BEETHOVEN: String Quartet No. 2 in G Major, Op. 18, No. 2; String Quartet No. 3 in D Major, Op. 18, No. 3; String Quartet No. 10 in E-flat Major, Op. 74 “Harp” – Budapest String Quartet

Biddulph 80221-2,  73:30 (Distrib. Albany) ****:

Restorations from 1935-1938 from the HMV archives of the Budapest String Quartet, whose personnel shifted during this era to form the Russian ensemble which reigned supreme in chamber music for another thirty years. For the inscriptions from 1935 (Op. 18, No. 3) and 1936 (Op. 74), the violist is the last of the original Hungarian players, Istvan Ipolyi. When he departed in the summer of 1936, his replacement was Boris Kroyt (in Op. 18, No. 2), a Russian who joined first violin Joseph Roisman and the brothers Schneider. The directness of attack, the clean lines, the sparkling interior work between Alexander Schneider’s second violin and Ippolyi’s viola, all illuminate Beethoven’s frothy, occasionally plaintive scores of the early period. Tempos can be quite brisk, as in the finale of the Op. 18, No. 2 (1 June 1938), but the interior, steady pulsation is true to the classical style. The canny sense of purpose, as the lines pass in succession in the Presto of Op. 18, No. 3, quite astounds one, even after seventy years. Beethoven’s witty dynamic gait shines in the Allegro (Scherzo) of the Op. 18, No. 3. While I always find Roisman a bit reticent as a solo concertante player, his articulation is a model of its kind, nurtured in the modernist literalist tradition. Transfers by Rick Torres for the Op. 18, No. 2 are supremely quiet; there is more surface hiss in the restoration of Op. 18, No. 3.

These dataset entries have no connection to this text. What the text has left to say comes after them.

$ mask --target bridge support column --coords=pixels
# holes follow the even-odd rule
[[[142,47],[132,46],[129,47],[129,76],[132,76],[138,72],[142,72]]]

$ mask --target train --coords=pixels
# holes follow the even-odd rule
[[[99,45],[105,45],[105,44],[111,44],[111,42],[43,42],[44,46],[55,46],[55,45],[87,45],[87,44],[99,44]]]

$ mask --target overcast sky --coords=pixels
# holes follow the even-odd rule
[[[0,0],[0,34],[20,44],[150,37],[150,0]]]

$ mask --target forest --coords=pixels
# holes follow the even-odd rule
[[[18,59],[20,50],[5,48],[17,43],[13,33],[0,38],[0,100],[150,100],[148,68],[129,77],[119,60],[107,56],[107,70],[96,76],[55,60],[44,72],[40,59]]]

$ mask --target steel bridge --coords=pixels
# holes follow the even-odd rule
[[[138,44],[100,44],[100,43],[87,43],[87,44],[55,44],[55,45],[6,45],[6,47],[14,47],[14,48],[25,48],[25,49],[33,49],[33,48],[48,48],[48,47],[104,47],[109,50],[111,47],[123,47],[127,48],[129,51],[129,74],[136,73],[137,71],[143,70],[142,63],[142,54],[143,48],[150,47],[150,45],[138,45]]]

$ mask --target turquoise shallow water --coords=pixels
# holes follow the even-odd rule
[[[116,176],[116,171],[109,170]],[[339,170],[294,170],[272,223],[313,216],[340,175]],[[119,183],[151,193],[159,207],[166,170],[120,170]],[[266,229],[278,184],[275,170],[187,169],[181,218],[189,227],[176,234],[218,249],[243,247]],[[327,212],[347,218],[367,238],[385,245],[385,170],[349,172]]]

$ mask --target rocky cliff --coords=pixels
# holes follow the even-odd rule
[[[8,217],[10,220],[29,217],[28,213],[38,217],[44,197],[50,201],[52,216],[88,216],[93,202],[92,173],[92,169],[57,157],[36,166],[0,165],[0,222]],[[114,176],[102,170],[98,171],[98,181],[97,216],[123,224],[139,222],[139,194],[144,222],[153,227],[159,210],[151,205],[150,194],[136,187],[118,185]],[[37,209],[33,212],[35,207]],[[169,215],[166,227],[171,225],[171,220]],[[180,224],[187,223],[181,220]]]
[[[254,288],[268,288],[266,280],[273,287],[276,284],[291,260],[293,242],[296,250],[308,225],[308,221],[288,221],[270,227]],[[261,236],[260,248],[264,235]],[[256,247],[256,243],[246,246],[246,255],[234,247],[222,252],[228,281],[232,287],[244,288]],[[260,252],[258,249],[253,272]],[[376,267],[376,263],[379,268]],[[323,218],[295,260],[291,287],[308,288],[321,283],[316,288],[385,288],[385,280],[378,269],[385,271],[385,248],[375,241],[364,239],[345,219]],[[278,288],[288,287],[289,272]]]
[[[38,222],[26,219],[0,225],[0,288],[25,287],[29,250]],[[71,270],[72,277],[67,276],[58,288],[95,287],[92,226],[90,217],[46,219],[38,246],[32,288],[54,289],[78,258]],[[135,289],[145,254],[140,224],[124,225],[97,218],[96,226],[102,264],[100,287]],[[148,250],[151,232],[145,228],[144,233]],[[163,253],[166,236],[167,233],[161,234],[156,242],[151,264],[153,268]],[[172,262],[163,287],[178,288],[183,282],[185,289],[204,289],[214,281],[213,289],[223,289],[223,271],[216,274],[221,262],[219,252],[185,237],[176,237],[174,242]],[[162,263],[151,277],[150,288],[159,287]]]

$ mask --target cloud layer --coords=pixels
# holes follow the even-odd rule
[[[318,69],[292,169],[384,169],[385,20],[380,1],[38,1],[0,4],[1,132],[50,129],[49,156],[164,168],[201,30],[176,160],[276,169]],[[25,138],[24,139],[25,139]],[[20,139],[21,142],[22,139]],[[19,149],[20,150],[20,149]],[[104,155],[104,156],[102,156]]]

The balance of Beethoven’s declamatory and lyrical styles in the D Major features nice adjustments in tone quality and color projection, especially in the opening Allegro’s development section.  The Andante con moto could serve as a demonstration piece for the lush tapestry of sound and homogeneous tone color the ensemble could boast; Mischa Schneider’s cello has a deep, organ sonority, often acting a tonic to the nasal tone from Roisman, as in the Presto of the D Major. The most obvious concession to Romanticism comes in the form of the E-flat Quartet (27 April 1936), where Ipolyi’s Hungarian style occasionally makes its presence known. The basic pulse is rather dry in this reading, but the opening up of the harmony in pizzicati and suspended notes proves a ravishing effect. The different applications of vibrato by the players is either a fundamental difference of approach among them or a decision to give variety to Beethoven’s palette. Supremely quiet surfaces in this fine transfer. The Adagio of the E-flat Quartet might be a valediction for the passing of the Budapest Quartet to a new incarnation with Ipolyi’s imminent leave-taking; certainly the world, too, was in a state of upheaval and turmoil, even as this disc celebrates a miraculous ensemble in transition.